Wazuh
Wazuh is an open-source security platform built on OSSEC, providing a range of features for monitoring, threat detection, and compliance management.
- can be integrated with other security tools like the Elastic Stack
- is highly scalable and suitable for on-premises, cloud, or hybrid deployments
- functions as a SIEM, an IDS, and a SOAR solution all in one
Features
- log analysis
- file integrity monitoring
- vulnerability detection
- intrusion detection
- configuration assessment
- and incident response
Alert Levels
Wazuh uses a scale from 0 to 16 for its alert levels, with 0 being the least severe and 16 being the most severe. The alert levels are typically categorized as follows:
- Informational (0-3): These alerts indicate routine events or general information about the system or application and usually do not require immediate action.

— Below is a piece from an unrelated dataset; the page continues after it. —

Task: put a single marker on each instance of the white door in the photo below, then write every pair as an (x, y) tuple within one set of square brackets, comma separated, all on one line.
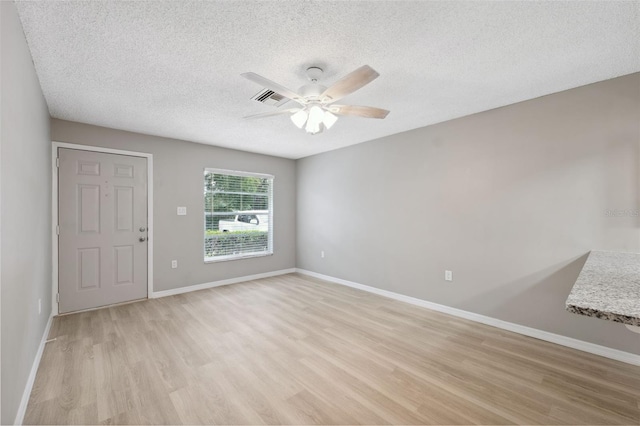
[(102, 214)]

- Low severity (4-7): These alerts indicate minor security issues, non-critical system events, or policy violations that should be investigated but may not require immediate action.
- Medium severity (8-11): These alerts indicate more significant security issues, potential breaches, or critical system events that should be addressed promptly.
- High severity (12-15): These alerts indicate severe security issues, active breaches, or critical system failures that require immediate attention and action.
- Emergency (16): These alerts represent the most severe and urgent security events, indicating an active or imminent threat to the system or infrastructure.
Alert levels can be customized based on an organization’s specific requirements, allowing administrators to fine-tune the priority and response to different types of security events.